O que diz a promotora

Procurada para comentar o assunto, Cláudia afirmou que “a importância da decisão é firmar, de um lado, que LGBTfobia é crime, sim e, de outro, que a imunidade do advogado não lhe dá liberdade para cometer discurso de ódio”.

Segundo a promotora, sua defesa deverá recorrer da decisão judicial para aumentar a pena de Vendramini e pedir uma condenação também por injúria contra ela.

“Ele foi condenado, mas só pela LGBTfobia, ou seja, por ter proferido discurso de ódio contra a população LGBT+ em geral, mas absolvido da injúria LGBTfóbica especificamente dirigida a mim”, disse Cláudia.

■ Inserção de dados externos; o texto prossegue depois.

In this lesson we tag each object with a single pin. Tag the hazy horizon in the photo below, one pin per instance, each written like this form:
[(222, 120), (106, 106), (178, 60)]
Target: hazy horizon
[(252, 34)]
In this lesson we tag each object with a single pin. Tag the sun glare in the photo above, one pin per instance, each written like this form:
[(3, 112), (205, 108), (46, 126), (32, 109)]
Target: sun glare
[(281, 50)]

Alguns jurados que absolveram os dois PMs em 2019 foram ouvidos pela Justiça como testemunhas e confirmaram que Vendramini fez comentários homofóbicos sem motivo aparente durante o júri. Falaram ainda que viram a promotora chorar no plenário após ser ofendida.

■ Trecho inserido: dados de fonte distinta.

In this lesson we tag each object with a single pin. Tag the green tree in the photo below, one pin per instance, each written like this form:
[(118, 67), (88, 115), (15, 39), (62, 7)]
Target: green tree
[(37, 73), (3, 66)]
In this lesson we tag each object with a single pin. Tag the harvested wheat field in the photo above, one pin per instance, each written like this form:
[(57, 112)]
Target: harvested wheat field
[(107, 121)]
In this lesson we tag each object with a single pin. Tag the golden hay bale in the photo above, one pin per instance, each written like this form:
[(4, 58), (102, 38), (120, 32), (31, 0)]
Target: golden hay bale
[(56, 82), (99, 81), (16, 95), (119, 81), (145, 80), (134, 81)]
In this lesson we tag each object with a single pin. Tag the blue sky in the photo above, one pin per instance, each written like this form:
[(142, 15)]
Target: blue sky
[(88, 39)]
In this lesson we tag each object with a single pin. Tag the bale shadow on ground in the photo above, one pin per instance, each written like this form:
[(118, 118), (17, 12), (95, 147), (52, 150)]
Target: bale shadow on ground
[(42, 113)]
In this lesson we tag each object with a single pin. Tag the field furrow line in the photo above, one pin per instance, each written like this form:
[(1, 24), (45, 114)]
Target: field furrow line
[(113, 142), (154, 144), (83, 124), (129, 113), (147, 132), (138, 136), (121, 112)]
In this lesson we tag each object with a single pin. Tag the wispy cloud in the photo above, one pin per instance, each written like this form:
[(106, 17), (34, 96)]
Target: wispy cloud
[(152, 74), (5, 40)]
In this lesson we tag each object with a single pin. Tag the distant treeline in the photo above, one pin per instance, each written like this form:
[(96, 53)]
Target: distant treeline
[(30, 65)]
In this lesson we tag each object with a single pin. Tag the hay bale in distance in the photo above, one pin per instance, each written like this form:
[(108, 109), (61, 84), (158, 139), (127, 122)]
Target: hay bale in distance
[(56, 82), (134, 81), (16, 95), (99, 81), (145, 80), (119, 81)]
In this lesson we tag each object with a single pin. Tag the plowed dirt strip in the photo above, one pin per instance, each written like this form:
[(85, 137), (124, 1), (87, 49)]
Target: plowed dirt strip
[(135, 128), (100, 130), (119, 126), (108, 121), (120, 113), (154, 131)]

Cláudia contou que pediu transferência da 2ª Promotoria do Tribunal do Júri para outra logo após se sentir atacada pelo advogado. Atualmente ela atua em outra sessão do MP para evitar se encontrar com Vendramini em processos criminais.

“Eu decidi acabar a minha carreira no júri depois desse episódio. Em fevereiro de 2020, ou seja, na primeira oportunidade de remoção que eu tive, fui para um cargo criminal comum e, agora, estou em um cargo criminal no Foro Regional de Santo Amaro”, falou Cláudia.

O advogado da promotora, Paulo Ioltti, falou que recebia a condenação por “racismo homotransfóbico” com sentimento de justiça. Por determinação do Supremo Tribunal Federal (STF), casos de homofobia passaram a ser equiparados aos crimes de racismo.

“Como a juíza explicou, o discurso dele foi homotransfóbico, menosprezando a população LGBTI+ e isso foi provado por diversas testemunhas. Não esperava outra decisão. Sobre a injúria racial homotransfóbica, dialogaremos com o Ministério Público em prol do recurso”, falou Paulo.